FX moves were relatively restrained on Friday bar the CAD which was the top performing currency, up 0.6% on the day and also the best performer on the week (+1.6%) with the aforementioned support from Friday’s strong employment data augmenting the earlier tailwind of higher oil, the latter on vaccine roll out hopes and after OPEC cobbled together a compromise deal to gradually lift production by increments of no more than 500,000 over coming months. The USD was overall little moved Friday while AUD and NZD were both softer, AUD by 0.2% and NZD down 0.4%. The AUD/NZD cross looks to have established a base above 1.04 last week. On the week, USD indices are a little over 1% lower, a 1.3% rise in EUR/USD the main contributor. AUD was 0.5% up on the week and NZD 0.3%
GBP was flat on Friday but still up 1% on the week but has opened lower this morning after weekend talks between UK PM Johnson and the EU’s von der Leyen failed to produce a breakthrough. Negotiators are now back at the table. Some reports this morning suggest that a deal may be in the air regarding fishing, but who knows and also whether those countries with closest trade ties with the UK – France, Belgium and the Netherlands, will be ready to accept anything other than UK agreement to a genuinely level playing fled regarding the UK’s inability to ‘unfairly’ subsidise any of its own industries. Enforcement mechanisms also remains a key sticking point. If a deal is to be done, it will almost certainly have to come in time for this Thursday and Friday’s EU Summit.
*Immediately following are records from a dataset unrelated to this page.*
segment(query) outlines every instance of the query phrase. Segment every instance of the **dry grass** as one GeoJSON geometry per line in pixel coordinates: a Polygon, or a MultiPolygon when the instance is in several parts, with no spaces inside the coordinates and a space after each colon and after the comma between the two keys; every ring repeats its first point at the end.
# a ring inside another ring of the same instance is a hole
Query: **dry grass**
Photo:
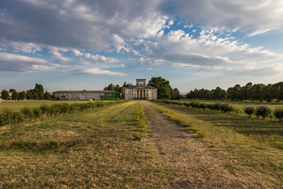
{"type": "Polygon", "coordinates": [[[168,170],[132,140],[136,102],[0,128],[0,188],[160,188],[168,170]]]}
{"type": "Polygon", "coordinates": [[[207,133],[204,144],[235,173],[283,187],[283,124],[153,103],[207,133]]]}

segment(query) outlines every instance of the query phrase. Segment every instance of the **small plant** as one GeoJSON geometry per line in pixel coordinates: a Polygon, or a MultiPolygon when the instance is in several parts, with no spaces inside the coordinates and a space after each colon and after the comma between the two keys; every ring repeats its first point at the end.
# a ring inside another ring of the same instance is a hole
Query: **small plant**
{"type": "Polygon", "coordinates": [[[216,110],[217,112],[221,110],[221,104],[220,103],[214,103],[212,107],[212,110],[216,110]]]}
{"type": "Polygon", "coordinates": [[[29,118],[32,119],[34,117],[33,109],[28,107],[24,107],[21,110],[21,112],[23,114],[23,116],[25,120],[29,118]]]}
{"type": "Polygon", "coordinates": [[[260,116],[262,116],[262,118],[265,120],[266,118],[272,113],[272,110],[273,110],[272,107],[264,104],[264,105],[260,105],[260,106],[255,108],[255,114],[257,116],[258,119],[260,118],[260,116]]]}
{"type": "Polygon", "coordinates": [[[134,135],[133,140],[141,141],[142,137],[139,135],[134,135]]]}
{"type": "Polygon", "coordinates": [[[204,110],[205,108],[207,108],[207,105],[206,103],[199,103],[199,104],[197,105],[197,106],[198,106],[199,108],[200,108],[204,110]]]}
{"type": "Polygon", "coordinates": [[[248,114],[248,115],[250,115],[250,117],[252,116],[253,113],[255,113],[255,107],[253,106],[246,106],[245,107],[245,108],[243,109],[243,111],[248,114]]]}
{"type": "Polygon", "coordinates": [[[42,111],[41,110],[40,108],[33,108],[33,115],[35,118],[40,118],[42,114],[42,111]]]}
{"type": "Polygon", "coordinates": [[[276,118],[279,119],[280,121],[282,121],[283,119],[283,108],[276,108],[274,111],[274,115],[276,118]]]}

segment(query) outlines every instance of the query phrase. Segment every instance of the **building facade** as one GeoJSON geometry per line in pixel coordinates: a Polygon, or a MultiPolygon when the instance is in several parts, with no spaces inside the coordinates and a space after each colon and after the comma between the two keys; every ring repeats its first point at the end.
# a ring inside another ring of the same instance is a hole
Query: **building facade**
{"type": "Polygon", "coordinates": [[[157,88],[147,86],[145,79],[137,79],[136,86],[125,88],[125,98],[132,100],[157,99],[157,88]]]}
{"type": "Polygon", "coordinates": [[[115,100],[120,98],[113,91],[58,91],[52,94],[62,101],[115,100]]]}

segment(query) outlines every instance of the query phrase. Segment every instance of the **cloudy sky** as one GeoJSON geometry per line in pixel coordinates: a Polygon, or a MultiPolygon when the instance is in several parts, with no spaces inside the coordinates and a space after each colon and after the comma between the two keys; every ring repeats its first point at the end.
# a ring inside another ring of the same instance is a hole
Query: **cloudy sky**
{"type": "Polygon", "coordinates": [[[0,88],[283,81],[282,0],[1,0],[0,88]]]}

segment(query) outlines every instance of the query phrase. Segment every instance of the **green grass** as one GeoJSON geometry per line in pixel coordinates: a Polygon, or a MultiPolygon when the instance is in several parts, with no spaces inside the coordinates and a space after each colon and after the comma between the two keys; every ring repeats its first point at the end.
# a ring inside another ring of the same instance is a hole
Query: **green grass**
{"type": "Polygon", "coordinates": [[[283,123],[152,102],[205,132],[203,142],[235,173],[283,185],[283,123]]]}
{"type": "MultiPolygon", "coordinates": [[[[135,101],[0,127],[0,188],[161,188],[135,101]]],[[[170,173],[168,174],[168,173],[170,173]]]]}
{"type": "Polygon", "coordinates": [[[43,103],[46,105],[52,105],[56,103],[88,103],[89,101],[2,101],[0,103],[0,110],[4,108],[12,109],[16,111],[19,111],[24,107],[36,108],[40,107],[43,103]]]}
The progress or otherwise on agreement to a US fiscal support bill aside, Europe should be hogging the headlines this week, with the ECB on Thursday and EU leaders holding a Summit on Thursday and Friday. Will the EU have the outlines of an EU-UK trade deal to sign off on, can Hungary and Poland’s objections to the EU Recovery Fund be overcome or will the other 25 member states decide to go without them, and how aggressive will the ECB be vis-a-vis additional stimulus measures? Consensus is for more TLTROs and an additional EUR600bn (+/-) being added to the PEPP bond buying programme (QE) and to extend from June 21 to at least the end of next year. Vaccine headlines will also be closely watched with the US FDA currently assessing the emergency use applications for Pfizer/BioNTech and Moderna with the FDA’s vaccine committee meeting on Thursday.
Australia has the NAB Business Survey on Tuesday and the W-MI Consumer Sentiment Index is on Wednesday.
Today, we get the China trade figures where the consensus sees Exports +12.0% y/y and Imports +7.3%, up from 11.4% and 4.7% respectively in October. China CPI/PPI (Tuesday) should continue to show disinflationary forces with the PPI remaining in negative at -1.8% y/y and CPI down to 0.0% from 0.5% on weaker food prices (pork in particular).